I pulled onto West 130th Street between Lenox and Fifth Avenues looking for a parking spot. I noticed one between two cars. I knew there wasn’t a fire hydrant there.
Getting into the spot would have been a tight squeeze, but nothing I couldn’t handle. Luckily, though, I saw that there was a man sitting in the Jeep parked in front of the empty space. He had easily half a car’s length ahead of him that he could move up into. I figured I would ask if he would mind making my job easier.
Pulling alongside the Jeep, I saw that the man was leaning back in his seat. His window was already down. I rolled down my front passenger side window.
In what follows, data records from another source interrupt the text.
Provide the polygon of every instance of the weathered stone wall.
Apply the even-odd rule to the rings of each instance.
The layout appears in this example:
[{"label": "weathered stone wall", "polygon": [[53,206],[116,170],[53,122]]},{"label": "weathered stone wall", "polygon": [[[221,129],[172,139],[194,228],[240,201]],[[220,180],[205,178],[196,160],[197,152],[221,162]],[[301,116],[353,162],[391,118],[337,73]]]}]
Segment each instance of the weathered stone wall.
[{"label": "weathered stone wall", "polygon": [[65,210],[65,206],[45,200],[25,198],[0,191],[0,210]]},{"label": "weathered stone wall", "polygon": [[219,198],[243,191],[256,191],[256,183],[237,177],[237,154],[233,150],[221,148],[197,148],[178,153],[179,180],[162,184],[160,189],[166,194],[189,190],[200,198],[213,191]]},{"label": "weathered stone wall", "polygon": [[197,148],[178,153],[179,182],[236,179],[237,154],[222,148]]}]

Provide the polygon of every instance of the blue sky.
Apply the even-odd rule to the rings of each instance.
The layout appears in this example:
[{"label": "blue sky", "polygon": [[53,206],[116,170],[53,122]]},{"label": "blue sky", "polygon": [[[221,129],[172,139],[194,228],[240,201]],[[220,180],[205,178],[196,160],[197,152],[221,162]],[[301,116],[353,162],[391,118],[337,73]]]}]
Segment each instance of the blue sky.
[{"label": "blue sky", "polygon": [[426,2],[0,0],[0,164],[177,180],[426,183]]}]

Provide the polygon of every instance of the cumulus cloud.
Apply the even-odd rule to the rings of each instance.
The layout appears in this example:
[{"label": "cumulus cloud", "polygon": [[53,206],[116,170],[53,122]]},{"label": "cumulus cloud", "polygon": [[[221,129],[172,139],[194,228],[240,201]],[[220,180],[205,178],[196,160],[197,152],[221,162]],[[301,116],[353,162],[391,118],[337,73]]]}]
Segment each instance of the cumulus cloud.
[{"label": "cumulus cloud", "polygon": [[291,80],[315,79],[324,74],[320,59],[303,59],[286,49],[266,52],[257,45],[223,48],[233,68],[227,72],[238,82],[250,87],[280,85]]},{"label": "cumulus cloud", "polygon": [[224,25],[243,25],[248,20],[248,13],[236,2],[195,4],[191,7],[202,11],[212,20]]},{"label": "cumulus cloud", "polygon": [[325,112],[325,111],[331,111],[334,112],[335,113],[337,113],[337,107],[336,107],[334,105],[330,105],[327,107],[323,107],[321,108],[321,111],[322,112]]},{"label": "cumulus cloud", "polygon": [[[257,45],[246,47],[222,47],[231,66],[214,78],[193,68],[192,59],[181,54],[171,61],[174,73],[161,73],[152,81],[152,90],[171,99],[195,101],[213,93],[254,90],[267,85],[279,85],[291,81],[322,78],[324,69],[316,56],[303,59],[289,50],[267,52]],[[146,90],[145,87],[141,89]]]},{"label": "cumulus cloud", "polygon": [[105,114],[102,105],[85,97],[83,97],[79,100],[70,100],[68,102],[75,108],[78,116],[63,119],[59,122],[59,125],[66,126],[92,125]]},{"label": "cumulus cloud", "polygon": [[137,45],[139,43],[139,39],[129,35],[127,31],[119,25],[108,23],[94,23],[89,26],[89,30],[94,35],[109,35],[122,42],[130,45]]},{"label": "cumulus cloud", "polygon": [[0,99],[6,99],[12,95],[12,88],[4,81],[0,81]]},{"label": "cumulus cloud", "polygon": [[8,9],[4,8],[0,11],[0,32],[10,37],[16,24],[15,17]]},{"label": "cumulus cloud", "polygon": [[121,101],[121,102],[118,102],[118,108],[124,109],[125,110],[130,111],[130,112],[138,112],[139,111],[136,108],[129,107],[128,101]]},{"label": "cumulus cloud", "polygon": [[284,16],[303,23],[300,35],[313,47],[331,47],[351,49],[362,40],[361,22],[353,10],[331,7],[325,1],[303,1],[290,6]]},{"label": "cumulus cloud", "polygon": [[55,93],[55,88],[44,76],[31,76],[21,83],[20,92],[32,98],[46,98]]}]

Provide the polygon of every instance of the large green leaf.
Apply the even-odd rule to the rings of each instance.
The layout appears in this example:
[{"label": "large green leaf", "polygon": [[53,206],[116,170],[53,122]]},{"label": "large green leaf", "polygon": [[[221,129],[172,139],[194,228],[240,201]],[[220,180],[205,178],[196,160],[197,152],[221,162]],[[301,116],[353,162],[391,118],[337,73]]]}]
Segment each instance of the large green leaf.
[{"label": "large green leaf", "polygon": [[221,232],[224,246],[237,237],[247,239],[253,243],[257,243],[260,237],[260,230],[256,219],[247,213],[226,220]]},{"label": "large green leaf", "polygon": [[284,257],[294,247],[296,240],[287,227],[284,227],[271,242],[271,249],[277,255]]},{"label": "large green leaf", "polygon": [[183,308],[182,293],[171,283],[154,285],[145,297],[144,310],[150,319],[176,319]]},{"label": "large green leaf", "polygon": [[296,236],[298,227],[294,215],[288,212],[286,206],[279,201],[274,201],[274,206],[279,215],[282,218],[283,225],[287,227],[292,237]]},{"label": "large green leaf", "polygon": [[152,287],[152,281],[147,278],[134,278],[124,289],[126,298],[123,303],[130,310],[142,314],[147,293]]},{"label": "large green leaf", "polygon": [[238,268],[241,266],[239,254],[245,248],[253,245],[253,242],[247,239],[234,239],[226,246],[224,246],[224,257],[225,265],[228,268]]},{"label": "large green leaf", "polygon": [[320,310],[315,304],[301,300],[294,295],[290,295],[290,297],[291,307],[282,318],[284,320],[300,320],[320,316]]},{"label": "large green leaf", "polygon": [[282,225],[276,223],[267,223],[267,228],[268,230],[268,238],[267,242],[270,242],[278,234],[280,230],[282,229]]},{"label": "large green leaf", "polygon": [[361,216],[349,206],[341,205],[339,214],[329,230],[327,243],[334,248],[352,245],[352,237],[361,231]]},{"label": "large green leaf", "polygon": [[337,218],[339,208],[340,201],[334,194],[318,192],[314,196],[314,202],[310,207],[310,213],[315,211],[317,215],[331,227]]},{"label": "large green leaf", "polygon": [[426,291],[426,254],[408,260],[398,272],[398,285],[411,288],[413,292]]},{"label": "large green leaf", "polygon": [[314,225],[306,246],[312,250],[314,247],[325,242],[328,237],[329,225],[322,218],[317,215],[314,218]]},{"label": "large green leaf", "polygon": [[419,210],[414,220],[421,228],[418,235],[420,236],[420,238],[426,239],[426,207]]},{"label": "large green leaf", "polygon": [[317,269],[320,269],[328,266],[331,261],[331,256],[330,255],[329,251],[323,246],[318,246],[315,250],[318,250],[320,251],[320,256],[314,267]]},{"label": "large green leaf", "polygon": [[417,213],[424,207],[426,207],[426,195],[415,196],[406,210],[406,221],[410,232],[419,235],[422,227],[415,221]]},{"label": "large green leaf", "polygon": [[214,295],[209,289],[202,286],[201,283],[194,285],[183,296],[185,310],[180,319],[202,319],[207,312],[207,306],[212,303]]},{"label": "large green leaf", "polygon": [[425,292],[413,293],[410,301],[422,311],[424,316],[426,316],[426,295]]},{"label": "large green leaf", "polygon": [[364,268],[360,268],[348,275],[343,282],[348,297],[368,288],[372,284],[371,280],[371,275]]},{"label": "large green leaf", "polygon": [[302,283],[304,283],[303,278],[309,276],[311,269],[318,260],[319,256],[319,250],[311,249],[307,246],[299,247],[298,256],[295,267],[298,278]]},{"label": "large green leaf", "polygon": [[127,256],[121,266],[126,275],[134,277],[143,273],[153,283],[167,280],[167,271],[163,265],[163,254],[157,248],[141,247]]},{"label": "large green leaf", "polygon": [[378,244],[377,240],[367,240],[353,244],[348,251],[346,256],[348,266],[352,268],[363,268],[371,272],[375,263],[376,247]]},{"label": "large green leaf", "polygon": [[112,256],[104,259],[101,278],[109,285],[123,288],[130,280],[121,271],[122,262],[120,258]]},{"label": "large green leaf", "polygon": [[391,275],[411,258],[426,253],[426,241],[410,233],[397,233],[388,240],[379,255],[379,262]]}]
“Hi, excuse me.” I said, “Would you mind pulling up a bit so I could squeeze in behind you?”
“Excuse me, sir?”
This time, he answered.
“Can’t you see I’m busy?”
“I’m sorry,” I said. “I just wanted to ask if you could move up a tad, maybe three feet.”
“I heard what you said,” he said. “I’ll move up two feet, and learn how to park.”
Now I was annoyed.
He pulled the Jeep up, and I backed into the empty spot easily. Turning off the ignition, I decided to ask the man if he would evaluate my parking job. After all, he had said I needed to learn.
As I approached the Jeep, the man was reaching out the window with his hand open. Almost magnetically, my hand was drawn into his.
“I’m sorry,” he said. “I’m on the phone with the funeral home. My father just passed. Please, go easy on me.”
It doesn’t take much to set us off when we’re surrounded by millions of people, especially in the heat. So go easy on each other.